Independent labels and artists had something extra to be thankful for this Thanksgiving.
In a November 25, 2015 ruling, the U.S. Copyright Office made it clear that webcasting royalty rates for the period covering 2016-2020 would treat major and independent record labels the same, as has been the case since the the establishment of a public performance right for digital transmission of sound recordings. Last week’s decision, handed down by Register of Copyrights Maria Pallante, is a response to the Copyright Royalty Board’s (CRB) question about whether the federal statute that provides for rate-setting (17 U.S. Code § 114) would permit different rates for majors and indies.
The independent music community—ourselves included—oppose “tiered” rates, as do noninteractive services like Pandora. On the creator side, such a system would result in independents being treated as second-class citizens on digital radio. This would be a huge blow for indies. Webcasting in general performs 80 percent more music than FM radio; if we ended up being disadvantaged in royalty rates, it would seriously undermine the value of our participation. Keep in mind that Adele and Taylor Swift are on independent labels—clearly, their music is very much in demand. It’s ridiculous to think their labels—Big Machine Records and XL, respectively—would earn less per play than Universal or Sony. Digital music services increasingly recognize the value that independent music brings; why should the government ignore something that is so clearly understood by the music community?
By December 15, 2015, the Copyright Royalty Board will issue their determination on royalty rates for the period of 2016-2020. This will (probably) conclude the Webcasting IV proceedings, in which evidence was presented by various parties, incluidng SoundExchange (the nonprofit that collects and distributes digital performance royalties to artists and labels) as well as services like Pandora and iHeart Media.

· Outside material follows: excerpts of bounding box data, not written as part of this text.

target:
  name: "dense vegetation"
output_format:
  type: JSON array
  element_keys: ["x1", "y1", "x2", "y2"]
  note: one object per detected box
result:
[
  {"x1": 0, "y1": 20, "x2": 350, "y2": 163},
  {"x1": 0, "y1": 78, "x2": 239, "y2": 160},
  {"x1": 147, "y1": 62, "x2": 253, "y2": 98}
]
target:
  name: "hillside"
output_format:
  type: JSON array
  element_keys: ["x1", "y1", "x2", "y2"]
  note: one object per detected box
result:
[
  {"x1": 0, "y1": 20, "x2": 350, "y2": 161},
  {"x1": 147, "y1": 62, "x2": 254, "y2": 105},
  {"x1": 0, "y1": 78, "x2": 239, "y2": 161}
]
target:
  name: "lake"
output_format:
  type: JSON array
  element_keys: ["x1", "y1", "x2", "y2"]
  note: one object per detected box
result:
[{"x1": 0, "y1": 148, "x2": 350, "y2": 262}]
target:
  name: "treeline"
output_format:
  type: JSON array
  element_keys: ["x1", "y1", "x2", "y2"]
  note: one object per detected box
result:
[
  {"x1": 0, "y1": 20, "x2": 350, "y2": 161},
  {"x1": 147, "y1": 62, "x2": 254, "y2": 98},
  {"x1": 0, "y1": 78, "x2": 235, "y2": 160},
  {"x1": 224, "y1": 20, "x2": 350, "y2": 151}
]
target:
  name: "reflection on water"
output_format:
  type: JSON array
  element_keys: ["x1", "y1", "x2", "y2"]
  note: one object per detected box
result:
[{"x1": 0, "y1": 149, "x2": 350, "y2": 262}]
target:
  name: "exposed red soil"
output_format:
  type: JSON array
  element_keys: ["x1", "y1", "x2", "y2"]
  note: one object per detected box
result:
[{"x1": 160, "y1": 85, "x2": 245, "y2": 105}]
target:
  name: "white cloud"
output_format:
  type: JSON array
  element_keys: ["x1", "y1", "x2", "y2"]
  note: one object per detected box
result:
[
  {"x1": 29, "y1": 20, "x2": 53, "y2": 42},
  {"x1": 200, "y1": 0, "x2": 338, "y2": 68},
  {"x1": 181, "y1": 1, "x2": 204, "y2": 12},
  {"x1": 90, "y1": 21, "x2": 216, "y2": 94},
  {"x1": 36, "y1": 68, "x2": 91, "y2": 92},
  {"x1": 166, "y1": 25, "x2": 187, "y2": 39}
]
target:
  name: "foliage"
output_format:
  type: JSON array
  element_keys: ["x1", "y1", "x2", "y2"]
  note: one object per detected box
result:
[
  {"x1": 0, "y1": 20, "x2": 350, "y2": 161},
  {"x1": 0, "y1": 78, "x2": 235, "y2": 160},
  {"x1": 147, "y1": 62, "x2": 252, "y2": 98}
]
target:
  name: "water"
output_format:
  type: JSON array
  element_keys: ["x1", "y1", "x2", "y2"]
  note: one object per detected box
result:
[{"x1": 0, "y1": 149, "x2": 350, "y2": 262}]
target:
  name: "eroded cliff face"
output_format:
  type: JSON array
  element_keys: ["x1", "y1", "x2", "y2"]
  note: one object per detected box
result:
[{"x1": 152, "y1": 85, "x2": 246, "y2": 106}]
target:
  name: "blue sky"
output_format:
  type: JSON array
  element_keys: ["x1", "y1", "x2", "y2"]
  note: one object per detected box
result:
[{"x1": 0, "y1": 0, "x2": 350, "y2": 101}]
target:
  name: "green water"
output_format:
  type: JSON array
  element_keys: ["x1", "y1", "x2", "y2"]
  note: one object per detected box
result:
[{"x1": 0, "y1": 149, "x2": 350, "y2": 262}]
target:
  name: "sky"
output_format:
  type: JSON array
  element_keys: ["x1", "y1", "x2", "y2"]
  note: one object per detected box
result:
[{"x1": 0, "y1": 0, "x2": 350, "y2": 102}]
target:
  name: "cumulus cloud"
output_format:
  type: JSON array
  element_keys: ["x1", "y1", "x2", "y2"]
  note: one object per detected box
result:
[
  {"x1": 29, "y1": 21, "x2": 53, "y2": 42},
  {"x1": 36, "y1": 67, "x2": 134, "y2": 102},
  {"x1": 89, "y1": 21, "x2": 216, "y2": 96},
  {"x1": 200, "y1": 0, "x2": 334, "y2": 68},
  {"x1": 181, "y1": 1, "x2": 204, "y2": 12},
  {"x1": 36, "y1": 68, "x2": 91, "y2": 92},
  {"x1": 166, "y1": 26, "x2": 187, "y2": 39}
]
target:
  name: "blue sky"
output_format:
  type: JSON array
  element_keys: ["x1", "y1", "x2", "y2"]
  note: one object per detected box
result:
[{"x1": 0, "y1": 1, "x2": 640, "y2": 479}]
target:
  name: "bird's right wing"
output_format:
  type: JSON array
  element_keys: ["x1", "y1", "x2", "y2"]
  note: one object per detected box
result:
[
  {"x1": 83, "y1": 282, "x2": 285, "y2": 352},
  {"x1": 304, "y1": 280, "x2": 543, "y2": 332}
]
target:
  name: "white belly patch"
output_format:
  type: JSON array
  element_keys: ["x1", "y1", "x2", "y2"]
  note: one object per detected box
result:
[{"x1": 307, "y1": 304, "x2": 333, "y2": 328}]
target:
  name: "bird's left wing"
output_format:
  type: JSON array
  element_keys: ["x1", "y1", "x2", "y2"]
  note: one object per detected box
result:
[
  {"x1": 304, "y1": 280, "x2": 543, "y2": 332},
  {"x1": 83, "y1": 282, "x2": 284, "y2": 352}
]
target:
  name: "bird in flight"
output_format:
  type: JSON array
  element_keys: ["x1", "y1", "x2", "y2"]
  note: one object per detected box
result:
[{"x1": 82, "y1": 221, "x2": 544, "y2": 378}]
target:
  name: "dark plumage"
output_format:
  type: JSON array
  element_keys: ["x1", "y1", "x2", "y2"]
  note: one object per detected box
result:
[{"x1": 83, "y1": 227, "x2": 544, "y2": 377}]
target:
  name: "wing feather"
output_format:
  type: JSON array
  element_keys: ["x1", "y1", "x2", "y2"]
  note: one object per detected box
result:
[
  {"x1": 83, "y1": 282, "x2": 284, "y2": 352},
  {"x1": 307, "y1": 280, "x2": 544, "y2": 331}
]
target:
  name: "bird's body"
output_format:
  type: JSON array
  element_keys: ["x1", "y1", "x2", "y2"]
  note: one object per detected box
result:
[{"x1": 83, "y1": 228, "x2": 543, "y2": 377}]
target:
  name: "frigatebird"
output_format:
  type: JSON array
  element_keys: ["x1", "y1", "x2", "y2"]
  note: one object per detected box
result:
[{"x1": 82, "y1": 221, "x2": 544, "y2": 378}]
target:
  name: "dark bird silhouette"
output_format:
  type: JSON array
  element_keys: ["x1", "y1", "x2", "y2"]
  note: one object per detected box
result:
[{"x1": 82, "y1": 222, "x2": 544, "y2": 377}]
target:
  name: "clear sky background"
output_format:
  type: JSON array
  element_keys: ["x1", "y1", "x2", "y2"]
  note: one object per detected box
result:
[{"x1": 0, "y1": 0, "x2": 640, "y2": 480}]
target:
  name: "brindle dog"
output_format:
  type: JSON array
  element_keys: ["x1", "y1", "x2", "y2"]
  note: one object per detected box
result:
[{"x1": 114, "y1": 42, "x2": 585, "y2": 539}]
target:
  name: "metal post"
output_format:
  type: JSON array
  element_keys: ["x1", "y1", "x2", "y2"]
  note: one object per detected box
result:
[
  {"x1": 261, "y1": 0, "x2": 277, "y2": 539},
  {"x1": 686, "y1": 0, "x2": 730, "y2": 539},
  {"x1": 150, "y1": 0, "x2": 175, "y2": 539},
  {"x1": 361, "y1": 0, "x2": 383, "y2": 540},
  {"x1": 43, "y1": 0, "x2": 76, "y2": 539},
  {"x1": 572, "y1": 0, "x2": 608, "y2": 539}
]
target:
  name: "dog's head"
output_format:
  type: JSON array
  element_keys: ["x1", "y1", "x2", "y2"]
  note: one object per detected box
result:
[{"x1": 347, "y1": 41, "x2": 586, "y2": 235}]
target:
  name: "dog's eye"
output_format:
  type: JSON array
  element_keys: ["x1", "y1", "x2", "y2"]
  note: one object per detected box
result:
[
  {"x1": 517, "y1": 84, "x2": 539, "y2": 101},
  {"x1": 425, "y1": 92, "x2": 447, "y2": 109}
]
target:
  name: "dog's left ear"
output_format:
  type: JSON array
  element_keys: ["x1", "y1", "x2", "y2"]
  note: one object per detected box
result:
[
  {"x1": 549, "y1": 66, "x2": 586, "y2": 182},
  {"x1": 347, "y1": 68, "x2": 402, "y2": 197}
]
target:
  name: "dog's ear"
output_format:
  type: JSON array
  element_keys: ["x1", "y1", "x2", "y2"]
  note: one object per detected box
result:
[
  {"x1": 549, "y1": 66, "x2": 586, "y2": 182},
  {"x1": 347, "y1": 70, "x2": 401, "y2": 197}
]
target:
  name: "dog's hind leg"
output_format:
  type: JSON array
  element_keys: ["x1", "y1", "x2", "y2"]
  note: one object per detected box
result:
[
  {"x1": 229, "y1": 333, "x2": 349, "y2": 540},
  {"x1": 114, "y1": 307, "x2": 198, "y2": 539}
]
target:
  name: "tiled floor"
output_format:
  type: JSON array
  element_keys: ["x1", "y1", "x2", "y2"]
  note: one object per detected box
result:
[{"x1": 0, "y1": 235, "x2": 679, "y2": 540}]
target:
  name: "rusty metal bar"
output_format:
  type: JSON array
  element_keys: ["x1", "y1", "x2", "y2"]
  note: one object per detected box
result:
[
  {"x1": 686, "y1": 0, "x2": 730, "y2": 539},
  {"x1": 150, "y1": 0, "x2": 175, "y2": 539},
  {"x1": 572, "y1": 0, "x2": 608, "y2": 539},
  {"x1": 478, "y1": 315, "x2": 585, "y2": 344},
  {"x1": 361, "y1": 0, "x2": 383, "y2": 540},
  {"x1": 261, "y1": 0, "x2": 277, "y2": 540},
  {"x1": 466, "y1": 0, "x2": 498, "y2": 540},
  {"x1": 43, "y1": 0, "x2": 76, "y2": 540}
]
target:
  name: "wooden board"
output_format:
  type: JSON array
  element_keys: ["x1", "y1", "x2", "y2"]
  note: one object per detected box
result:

Music creators obviously want our royalties to increase, but we certainly do not favor a system that treats independent music—which commands more than 30 percent of the global market for music and continues to grow—like some kind of afterthought.
Interestingly, Register Pallante didn’t technically rule on the matter at hand—she simply maintained the status quo by refusing to rule on the CRB’s question due to a procedural slipup. § 802 of the Act allows the CRB to request an answer from the Register when a matter is raised during proceedings. But since active proceedings were over when this particular question was posed, Pallante ruled that the CRB had missed its window. Therefore, the status quo holds. Which is good news, but it probably means it isn’t the last time this will come up. Said Molly Neuman, Interim President of the American Association of Independent Music (A2IM, the trade organization representing independent labels):
This is a win for independents everywhere, including the artists and the independent publishers who stood with us on this issue. However, the battle for a fair and equitable licensing system continues, as long as the multiple rate question remains unsettled for future proceedings and companies like Sony and Universal work towards getting government to enshrine an unfair advantage for just the biggest companies.
Over the past 15 years, groups like A2IM and FMC have gone to bat to make sure that independents are treated fairly wherever our music is used. You can bet that in five years time, if this issue comes up again, we’ll be out front making the case for the value of independent music. But for now, we’ll just raise our glass of eggnog and cheer the awesome music from independent artists and labels this year and the many more to come.